Keza 16. yüzyılda Yavuz Sultan Selim’in Safevilerle mücadelesinde Kürtler ve İdris-i Bitlisi açık şekilde Osmanlı’nın yanında yer almıştır. Sonraki dönemlerde de Kürtler büyük ulemalar çıkarmış, tasavvuf alanında günümüze kadar hep etkili olmuştur. Milliyetçiliğin arttığı, bağımsızlık faaliyetlerinin yükseldiği dönemlerde Kürtler Osmanlı’ya sadık kalmışlardır. Anadolu’nun işgalinden sonra başlatılan Milli Mücadele ile ilan edilen Misakı Milli “Kürtlerin ve Türklerin yaşadığı sınırları” ihtiva etmektedir. Bugünkü Suriye’de Kürt ve Türkmen nüfusun yaşadığı yerler, Irak’ta Musul vilayeti bu gerekçeyle Misakı Milliye’nin (Milli Yemin) içinde yer almıştır. Kürtler Çanakkale’de, Yemen’de asker verdikleri gibi, sırtlanların ülkeyi sardığı dönemde milli mücadeleye katılmışlardır.

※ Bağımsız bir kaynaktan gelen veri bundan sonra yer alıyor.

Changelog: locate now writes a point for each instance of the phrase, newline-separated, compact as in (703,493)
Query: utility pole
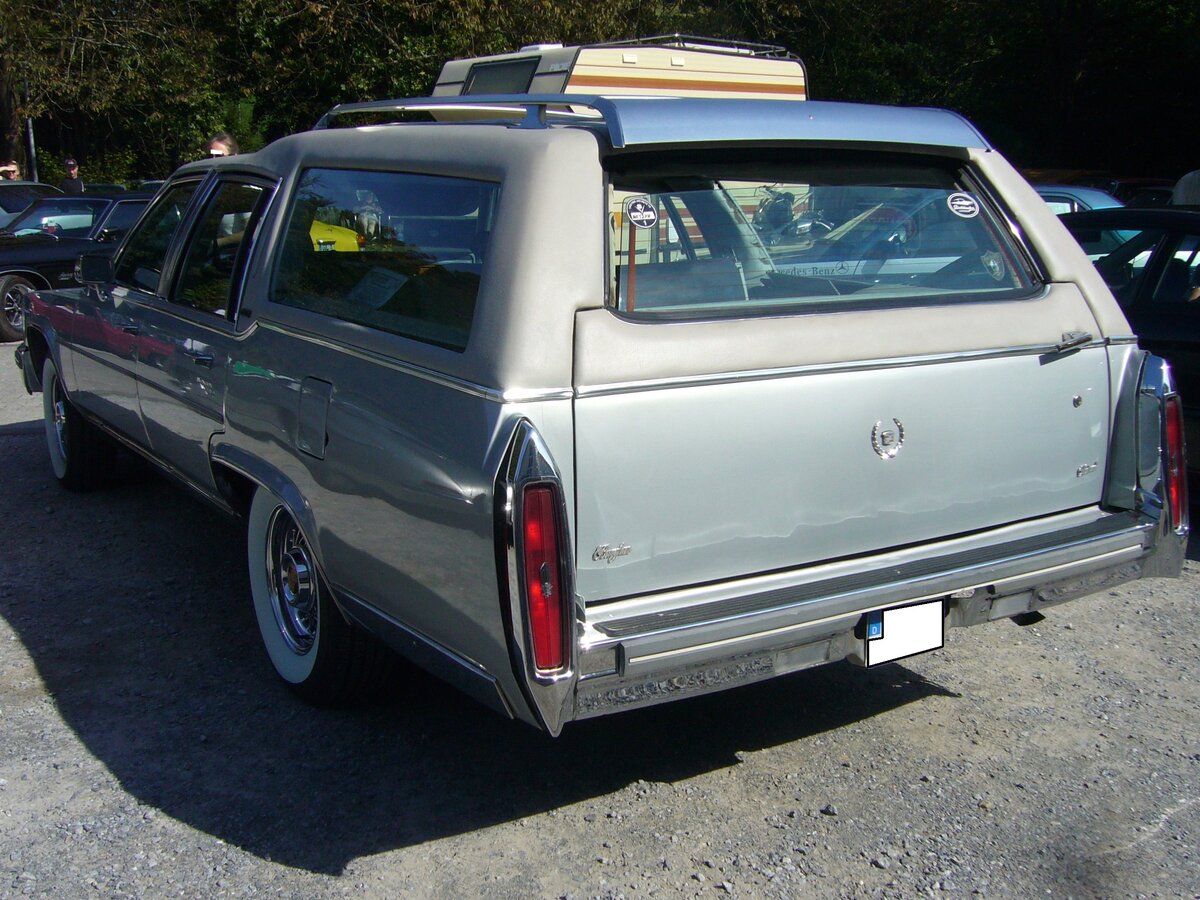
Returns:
(30,145)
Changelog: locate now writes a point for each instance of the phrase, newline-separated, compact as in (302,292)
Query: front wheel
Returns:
(82,457)
(322,657)
(12,297)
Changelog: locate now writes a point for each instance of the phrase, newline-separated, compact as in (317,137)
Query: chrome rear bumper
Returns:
(651,649)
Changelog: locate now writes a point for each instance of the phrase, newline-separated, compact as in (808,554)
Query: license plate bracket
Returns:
(904,631)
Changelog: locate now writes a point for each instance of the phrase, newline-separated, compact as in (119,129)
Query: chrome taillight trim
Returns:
(528,462)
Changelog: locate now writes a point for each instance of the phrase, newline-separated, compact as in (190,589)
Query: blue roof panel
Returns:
(640,121)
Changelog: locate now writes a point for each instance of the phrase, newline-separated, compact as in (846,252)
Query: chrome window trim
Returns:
(827,369)
(1033,263)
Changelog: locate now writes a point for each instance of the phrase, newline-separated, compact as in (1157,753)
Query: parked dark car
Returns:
(40,246)
(16,197)
(1134,191)
(1151,262)
(1075,198)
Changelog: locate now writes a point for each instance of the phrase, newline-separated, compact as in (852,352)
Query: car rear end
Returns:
(925,413)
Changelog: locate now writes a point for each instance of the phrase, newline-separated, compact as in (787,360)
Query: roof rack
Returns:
(533,109)
(695,42)
(647,121)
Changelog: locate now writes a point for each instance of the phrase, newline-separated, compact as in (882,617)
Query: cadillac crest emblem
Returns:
(887,442)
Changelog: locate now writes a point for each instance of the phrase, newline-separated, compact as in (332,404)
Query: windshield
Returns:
(13,198)
(60,216)
(765,238)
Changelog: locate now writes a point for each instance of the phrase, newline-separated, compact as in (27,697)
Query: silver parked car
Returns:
(515,387)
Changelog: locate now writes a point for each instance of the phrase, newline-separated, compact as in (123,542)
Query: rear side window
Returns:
(771,235)
(1120,255)
(393,251)
(144,253)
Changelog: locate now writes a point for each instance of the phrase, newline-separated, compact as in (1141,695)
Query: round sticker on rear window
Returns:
(963,205)
(641,213)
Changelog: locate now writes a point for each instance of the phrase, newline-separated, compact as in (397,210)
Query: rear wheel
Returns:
(82,457)
(322,657)
(12,300)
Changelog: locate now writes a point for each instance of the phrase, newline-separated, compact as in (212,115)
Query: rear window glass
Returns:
(762,237)
(393,251)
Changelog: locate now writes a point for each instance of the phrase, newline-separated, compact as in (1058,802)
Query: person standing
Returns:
(72,183)
(222,144)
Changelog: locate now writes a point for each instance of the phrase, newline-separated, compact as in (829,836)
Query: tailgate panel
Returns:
(700,483)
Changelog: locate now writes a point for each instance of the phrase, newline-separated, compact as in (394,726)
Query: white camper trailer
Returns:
(666,65)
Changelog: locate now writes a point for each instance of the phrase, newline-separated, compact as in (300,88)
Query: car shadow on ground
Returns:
(145,639)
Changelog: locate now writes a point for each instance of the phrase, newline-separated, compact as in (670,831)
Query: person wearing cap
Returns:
(222,144)
(72,183)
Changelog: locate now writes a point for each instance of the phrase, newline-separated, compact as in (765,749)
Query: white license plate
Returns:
(904,631)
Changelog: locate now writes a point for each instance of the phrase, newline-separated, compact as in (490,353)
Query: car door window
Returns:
(1180,280)
(1060,204)
(121,219)
(1120,256)
(210,276)
(144,253)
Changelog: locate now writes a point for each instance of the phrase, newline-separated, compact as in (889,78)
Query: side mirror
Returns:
(94,269)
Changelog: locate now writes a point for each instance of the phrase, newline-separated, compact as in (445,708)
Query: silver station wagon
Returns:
(591,403)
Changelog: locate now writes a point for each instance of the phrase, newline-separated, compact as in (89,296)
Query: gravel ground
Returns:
(145,749)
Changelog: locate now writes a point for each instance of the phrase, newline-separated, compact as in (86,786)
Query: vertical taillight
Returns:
(543,581)
(1175,462)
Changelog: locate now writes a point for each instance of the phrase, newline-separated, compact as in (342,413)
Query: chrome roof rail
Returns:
(637,121)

Gerek Osmanlı döneminde gerekse Osmanlı’nın yıkılmasını müteakip Kürtler farklı bir yaklaşım içine girmemişlerdir. Birinci Meclis’te ve 1921 Anayasası’nda onurlu, eşit birliktelik devam etmiş, Meclis’te diğer unsurlar gibi Kürt milletvekilleri de yer almışlardır. Ancak İkinci Meclis’le ve Mustafa Kemal’in tek adam haline gelmesiyle şartlar değişmeye başlamış, tekçi, ulusalcı bir devlet kurulmuştur. Milli mücadelede milletin kazandığı başarılar sadece Mustafa Kemal’e bağlanarak Kemalizme dayalı yeni bir ulus inşa süreci başlatılmıştır. Cumhuriyet boyunca Kürtler yok sayılmış, dilleri yasaklanmış, denklemden dışlanmışlardır.

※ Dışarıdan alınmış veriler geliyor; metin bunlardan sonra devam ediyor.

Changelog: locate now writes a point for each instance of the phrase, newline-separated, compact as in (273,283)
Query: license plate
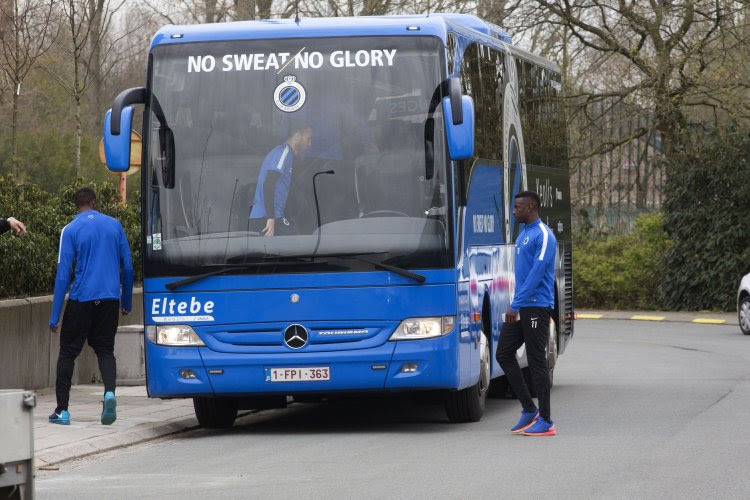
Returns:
(306,374)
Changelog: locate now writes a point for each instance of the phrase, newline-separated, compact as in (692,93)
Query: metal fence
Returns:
(614,176)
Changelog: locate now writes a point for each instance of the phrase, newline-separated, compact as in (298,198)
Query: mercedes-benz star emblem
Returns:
(296,336)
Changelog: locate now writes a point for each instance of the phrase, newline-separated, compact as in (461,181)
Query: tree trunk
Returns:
(244,10)
(16,93)
(14,134)
(264,8)
(96,10)
(79,133)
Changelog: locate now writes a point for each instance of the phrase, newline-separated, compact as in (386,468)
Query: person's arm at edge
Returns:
(269,192)
(536,273)
(62,278)
(126,264)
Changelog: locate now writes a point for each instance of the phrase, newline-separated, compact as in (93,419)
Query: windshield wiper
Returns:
(361,257)
(192,279)
(296,259)
(394,269)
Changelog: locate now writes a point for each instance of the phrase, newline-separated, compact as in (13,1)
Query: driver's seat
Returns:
(388,184)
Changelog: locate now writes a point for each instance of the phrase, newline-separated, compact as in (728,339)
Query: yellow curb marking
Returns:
(647,318)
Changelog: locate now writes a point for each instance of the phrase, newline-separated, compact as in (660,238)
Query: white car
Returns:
(743,304)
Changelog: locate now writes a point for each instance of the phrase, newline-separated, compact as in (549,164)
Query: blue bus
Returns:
(392,264)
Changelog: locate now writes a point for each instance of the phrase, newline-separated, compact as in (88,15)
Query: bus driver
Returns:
(274,181)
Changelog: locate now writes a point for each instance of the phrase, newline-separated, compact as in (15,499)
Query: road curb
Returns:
(98,444)
(73,451)
(717,319)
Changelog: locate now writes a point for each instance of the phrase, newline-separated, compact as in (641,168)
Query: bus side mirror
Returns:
(461,134)
(117,147)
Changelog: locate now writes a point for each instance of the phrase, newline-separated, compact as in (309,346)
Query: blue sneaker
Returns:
(109,408)
(62,418)
(541,427)
(527,420)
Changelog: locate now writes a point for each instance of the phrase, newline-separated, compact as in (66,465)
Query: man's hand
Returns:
(268,231)
(511,316)
(17,226)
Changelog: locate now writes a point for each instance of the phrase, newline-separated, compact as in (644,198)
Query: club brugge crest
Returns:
(289,96)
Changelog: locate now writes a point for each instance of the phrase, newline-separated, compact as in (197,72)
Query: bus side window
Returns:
(481,78)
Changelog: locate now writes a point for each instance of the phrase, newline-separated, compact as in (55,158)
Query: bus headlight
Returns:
(177,335)
(423,328)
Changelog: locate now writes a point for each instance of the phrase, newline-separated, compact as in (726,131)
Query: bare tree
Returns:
(193,11)
(88,47)
(28,31)
(660,53)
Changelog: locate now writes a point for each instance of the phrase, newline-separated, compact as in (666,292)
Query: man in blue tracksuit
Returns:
(527,320)
(102,288)
(274,181)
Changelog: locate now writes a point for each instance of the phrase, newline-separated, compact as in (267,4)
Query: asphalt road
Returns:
(643,410)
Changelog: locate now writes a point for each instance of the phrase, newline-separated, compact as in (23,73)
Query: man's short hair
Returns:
(84,197)
(536,202)
(298,127)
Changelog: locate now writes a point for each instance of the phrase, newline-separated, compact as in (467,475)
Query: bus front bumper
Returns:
(401,365)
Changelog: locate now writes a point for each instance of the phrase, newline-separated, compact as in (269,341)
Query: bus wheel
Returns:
(467,405)
(215,413)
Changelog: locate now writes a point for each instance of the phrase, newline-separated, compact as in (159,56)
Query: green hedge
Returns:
(622,271)
(28,264)
(708,204)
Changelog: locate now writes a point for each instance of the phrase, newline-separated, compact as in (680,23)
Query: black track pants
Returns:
(93,321)
(532,329)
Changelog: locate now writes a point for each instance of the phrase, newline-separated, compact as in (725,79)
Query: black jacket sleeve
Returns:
(269,191)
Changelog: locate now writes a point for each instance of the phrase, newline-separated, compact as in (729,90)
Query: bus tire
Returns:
(215,413)
(467,405)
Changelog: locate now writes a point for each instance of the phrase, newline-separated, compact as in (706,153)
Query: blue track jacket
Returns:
(535,267)
(280,160)
(99,247)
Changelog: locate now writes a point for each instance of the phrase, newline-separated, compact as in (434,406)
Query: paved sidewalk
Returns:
(138,419)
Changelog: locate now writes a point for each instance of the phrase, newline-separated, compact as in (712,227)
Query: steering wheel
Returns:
(378,213)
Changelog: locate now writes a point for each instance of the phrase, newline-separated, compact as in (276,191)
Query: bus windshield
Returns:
(334,136)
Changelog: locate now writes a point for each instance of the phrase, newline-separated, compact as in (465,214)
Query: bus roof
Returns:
(438,25)
(428,24)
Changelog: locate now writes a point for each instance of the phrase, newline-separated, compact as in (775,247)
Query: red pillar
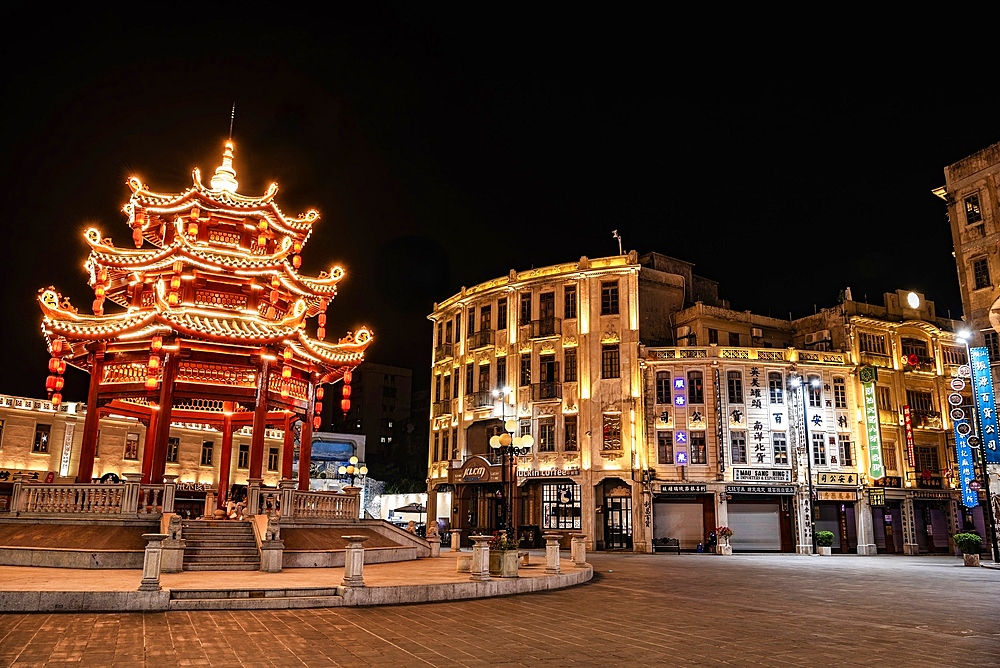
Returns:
(227,454)
(159,464)
(92,423)
(287,449)
(259,420)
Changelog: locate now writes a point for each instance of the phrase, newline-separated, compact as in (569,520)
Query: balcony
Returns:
(480,399)
(444,351)
(481,339)
(546,327)
(546,391)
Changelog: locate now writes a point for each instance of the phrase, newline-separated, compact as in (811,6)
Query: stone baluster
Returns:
(151,561)
(354,561)
(479,569)
(578,549)
(552,553)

Cumhuriyet’in ilk yıllarında Kürtler’de bugünkü anlamda bir ulus bilinci olduğunu söyleyemeyiz. Kürt kimliğini koruyan bölgedeki medreseler ve din âlimleri olmuştur. Yıllarca medreselerde Arapça ve Kürtçe eğitim verilmiş, Kürtçe bugünkü gibi hayatın dışına itilmemiştir. Tek Parti döneminin katı seküler politikalarına, dini eğitimi yasaklayan uygulamalarına ilk itirazlar dindar Türklerden ve dindar Kürtlerden gelmiştir. Yeni Cumhuriyet Müslüman Türklerden gelen talepleri “irtica”, “gericilik” diye bastırırken, Kürtlerden gelen talepleri “eşkiyalık” “Kürtçülük”, “ayrımcılık” olarak nitelemiş ve bastırmıştır.

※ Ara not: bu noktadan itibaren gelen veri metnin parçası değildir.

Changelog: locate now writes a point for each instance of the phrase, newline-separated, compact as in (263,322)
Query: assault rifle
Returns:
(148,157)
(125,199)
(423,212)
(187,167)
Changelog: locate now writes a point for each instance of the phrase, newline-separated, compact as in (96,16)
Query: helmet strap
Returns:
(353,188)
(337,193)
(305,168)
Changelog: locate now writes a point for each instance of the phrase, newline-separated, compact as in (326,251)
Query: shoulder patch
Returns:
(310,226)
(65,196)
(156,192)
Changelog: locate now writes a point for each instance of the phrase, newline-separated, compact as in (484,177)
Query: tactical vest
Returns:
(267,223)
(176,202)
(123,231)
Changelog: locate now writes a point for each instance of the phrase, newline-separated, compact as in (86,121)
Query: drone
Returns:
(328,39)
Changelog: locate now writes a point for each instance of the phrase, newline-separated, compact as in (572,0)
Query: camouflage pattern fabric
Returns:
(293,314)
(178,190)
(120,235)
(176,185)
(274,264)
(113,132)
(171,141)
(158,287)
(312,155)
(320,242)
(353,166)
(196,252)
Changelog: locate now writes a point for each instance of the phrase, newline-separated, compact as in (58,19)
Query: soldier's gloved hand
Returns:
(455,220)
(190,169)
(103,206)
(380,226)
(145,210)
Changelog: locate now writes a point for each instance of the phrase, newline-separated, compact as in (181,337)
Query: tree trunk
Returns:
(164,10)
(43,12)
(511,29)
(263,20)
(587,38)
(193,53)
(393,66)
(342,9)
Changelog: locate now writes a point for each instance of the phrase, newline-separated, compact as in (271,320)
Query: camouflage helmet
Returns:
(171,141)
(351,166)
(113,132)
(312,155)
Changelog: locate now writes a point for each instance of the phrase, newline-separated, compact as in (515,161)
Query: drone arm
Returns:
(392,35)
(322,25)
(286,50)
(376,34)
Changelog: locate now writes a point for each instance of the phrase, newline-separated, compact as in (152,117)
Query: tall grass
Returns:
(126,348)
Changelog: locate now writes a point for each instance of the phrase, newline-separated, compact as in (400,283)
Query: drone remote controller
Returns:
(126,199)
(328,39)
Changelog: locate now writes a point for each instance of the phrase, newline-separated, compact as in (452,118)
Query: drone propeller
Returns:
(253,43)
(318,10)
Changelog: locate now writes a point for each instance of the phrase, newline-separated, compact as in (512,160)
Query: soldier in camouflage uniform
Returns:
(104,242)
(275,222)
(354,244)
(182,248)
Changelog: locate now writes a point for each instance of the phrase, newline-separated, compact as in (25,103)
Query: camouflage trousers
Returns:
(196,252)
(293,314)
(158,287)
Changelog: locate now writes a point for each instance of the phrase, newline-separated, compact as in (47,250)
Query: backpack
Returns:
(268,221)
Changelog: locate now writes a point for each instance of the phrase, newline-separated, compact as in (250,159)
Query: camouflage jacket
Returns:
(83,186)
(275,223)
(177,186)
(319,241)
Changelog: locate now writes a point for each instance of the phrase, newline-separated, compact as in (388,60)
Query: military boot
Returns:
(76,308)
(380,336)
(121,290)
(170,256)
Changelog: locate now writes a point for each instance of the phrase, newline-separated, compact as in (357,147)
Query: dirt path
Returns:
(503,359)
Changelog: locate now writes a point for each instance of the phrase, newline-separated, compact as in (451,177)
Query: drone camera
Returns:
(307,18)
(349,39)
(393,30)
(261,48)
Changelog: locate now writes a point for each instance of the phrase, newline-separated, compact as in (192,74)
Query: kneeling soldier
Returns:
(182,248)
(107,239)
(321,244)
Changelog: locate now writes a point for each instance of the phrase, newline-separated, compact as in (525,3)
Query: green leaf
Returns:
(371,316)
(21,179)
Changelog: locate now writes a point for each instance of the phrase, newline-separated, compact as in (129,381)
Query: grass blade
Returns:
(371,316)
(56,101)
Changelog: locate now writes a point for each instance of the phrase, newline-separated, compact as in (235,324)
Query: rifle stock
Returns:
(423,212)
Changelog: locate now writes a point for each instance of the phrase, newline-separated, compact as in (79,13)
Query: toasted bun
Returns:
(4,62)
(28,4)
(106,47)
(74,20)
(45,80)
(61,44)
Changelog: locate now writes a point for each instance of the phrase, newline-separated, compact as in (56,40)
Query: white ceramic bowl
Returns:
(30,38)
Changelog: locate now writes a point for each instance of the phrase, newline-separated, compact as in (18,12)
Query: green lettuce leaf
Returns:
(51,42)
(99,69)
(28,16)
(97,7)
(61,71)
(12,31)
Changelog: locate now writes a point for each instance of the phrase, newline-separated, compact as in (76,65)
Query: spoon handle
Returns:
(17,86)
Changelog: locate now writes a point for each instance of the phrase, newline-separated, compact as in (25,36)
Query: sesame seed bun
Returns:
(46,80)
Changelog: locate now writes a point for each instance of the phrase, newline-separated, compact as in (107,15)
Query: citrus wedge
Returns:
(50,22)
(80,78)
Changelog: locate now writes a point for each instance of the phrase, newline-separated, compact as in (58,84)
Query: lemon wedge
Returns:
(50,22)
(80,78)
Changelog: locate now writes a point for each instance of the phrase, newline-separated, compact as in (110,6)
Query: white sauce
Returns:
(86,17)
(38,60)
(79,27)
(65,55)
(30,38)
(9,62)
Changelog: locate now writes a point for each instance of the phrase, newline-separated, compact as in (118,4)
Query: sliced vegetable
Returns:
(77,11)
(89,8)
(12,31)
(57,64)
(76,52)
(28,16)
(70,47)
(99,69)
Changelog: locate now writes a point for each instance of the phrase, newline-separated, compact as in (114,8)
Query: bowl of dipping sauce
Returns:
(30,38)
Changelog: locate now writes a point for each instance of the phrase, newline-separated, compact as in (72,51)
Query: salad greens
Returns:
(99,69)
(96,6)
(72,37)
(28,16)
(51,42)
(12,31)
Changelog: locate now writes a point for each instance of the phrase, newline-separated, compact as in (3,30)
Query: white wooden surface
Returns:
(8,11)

1978’de kurulan PKK ile birlikte Kürtlerde sadece ulusalcı damar yükselmemiş, dini duyarlılık da azalmıştır. Dini önderler yetiştirmiş, tasavvuf erbabı üretmiş, İslami yönü güçlü Kürtleri PKK, Tek Parti’nin toplumu zoraki dönüştürmesine benzer dönüşüme uğratmıştır. 1980 darbesi sonrası bölgede Kürtlere yapılan eziyetler, işkenceler, aşağılamalar PKK’ya can suyu olmuş, Kürt ulusçuluğunu da güçlendirmiştir. Maalesef son 50 yılda iktidarlar, partiler değişmesine, demokratik bazı gelişmeler yaşanmasına rağmen Kürtleri yok sayan, dışlayıcı, politikalar değişmemiştir.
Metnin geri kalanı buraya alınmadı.